This is from https://rt.cpan.org/Ticket/Display.html?id=59331

On Thu Jul 15 13:50:14 2010, [email protected] wrote:
> On Thu, 15 Jul 2010, Paul Miller via RT wrote:
> > sub seconds     { abs( $_[0]->in_units('seconds') ) }
>
> Well, that looks different to me but ...

How is seconds() different from in_units("seconds")?  I don't see it.
It doesn't produce the length of the duration in seconds.  It produces
subjectively speaking, the wrong numbers... rather the remainder after
some other invisible conversion.  I get what it's doing.  I just think
you're intentionally limiting the usefulness of the duration object.

> Have you read the DateTime.pm docs in detail? It explains some of this.

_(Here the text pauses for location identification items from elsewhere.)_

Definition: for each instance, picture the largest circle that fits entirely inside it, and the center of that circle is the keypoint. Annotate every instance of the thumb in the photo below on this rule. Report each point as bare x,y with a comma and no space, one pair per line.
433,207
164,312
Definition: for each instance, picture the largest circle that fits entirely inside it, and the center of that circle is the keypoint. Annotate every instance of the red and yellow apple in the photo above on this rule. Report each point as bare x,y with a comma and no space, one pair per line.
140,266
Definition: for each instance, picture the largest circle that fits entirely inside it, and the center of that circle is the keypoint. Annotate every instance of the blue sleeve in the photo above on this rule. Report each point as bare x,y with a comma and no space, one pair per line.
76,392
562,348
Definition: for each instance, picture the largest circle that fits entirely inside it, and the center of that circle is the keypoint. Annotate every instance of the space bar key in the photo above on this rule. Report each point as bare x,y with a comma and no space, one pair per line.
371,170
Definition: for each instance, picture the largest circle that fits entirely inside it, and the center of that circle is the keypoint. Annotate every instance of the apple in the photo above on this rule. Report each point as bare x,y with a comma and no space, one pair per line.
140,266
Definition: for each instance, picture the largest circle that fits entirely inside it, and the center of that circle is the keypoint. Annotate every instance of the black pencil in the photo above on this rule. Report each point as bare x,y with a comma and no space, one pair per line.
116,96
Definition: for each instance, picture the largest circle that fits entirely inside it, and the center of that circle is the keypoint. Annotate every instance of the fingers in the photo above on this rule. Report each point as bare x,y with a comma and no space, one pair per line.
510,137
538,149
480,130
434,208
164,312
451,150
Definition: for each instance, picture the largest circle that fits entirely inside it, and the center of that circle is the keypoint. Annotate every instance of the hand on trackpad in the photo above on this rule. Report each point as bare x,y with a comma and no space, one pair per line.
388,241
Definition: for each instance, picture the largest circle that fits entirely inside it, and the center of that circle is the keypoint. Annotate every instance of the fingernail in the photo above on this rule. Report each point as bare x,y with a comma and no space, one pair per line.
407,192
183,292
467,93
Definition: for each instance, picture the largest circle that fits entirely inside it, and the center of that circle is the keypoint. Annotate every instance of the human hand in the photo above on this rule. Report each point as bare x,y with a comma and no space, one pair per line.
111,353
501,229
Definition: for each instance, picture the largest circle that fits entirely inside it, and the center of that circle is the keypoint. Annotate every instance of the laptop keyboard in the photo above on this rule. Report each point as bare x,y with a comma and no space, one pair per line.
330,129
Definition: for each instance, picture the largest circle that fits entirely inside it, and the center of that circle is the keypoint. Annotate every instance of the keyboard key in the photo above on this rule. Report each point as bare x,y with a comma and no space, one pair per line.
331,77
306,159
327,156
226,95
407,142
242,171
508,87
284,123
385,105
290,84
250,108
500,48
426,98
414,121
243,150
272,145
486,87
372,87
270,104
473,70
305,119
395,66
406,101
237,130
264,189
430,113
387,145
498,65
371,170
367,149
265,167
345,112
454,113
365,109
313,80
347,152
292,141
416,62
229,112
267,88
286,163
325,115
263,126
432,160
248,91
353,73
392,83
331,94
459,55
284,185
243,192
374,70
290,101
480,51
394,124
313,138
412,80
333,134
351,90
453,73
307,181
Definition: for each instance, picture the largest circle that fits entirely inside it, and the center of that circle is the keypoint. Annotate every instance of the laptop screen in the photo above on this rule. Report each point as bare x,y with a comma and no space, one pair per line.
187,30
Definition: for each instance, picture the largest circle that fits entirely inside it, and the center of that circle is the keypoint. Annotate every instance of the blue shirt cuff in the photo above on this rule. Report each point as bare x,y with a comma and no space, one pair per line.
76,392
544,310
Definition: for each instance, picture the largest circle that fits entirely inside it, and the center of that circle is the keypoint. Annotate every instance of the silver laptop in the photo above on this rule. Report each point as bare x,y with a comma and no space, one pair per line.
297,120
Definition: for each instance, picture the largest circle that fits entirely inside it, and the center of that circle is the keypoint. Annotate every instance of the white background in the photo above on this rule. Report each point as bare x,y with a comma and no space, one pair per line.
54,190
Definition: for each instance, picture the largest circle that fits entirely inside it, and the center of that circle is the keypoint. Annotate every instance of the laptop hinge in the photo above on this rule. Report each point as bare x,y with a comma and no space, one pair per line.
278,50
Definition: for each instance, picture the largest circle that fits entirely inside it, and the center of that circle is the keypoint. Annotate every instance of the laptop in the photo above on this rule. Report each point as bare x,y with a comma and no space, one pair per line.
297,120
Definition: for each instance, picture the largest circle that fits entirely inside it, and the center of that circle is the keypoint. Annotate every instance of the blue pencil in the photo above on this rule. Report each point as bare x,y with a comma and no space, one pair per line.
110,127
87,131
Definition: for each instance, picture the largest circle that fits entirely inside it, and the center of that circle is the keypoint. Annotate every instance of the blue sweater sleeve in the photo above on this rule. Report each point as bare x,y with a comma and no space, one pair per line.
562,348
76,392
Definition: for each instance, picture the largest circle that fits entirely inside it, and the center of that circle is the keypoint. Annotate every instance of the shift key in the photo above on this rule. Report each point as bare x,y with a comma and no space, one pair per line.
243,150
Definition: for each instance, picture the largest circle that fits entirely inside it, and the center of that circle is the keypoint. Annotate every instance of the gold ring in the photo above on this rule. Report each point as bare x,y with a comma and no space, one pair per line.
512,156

I have.  I just don't understand why duration objects can't tell me
their duration in the units I want and why it returns anything at all
if it's actually refusing to do the conversion to seconds.  The
documents say it won't do the conversion and makes a religious stance
about it.  My thinking is that it should raise an exception or
something instead.

> If you want the difference in seconds, you can use the method I suggested.
> Or you can just argue with me if that's more fun for you, but I may stop
> participating in the argument ;)

It's not just for fun.  I'm trying to be helpful. DateTime is clearly
the future of date processing in Perl and right now I find Date::Manip
and Date::Calc a whole lot easier to deal with.  I understand there's
ambiguity here, but I think there are some predictably acceptable
conversions that can be done (4 weeks in a month, 7 days in a week,
etc); and they could at least be an option.

> It returns the duration in X units. So a duration could be 2 months, 3
> days, 4 hours, and 5 seconds. There's no way to determine a length in
> seconds from that.

There is, but people may not generally agree on the units.  You could
just make them adjustable or come up with a standard that people can
agree on, or maybe produce an error when it seems clear someone is
trying to do a conversion that doesn't make sense to you.


-Paul

-- 
If riding in an airplane is flying, then riding in a boat is swimming.
116 jumps, 48.6 minutes of freefall, 92.9 freefall miles.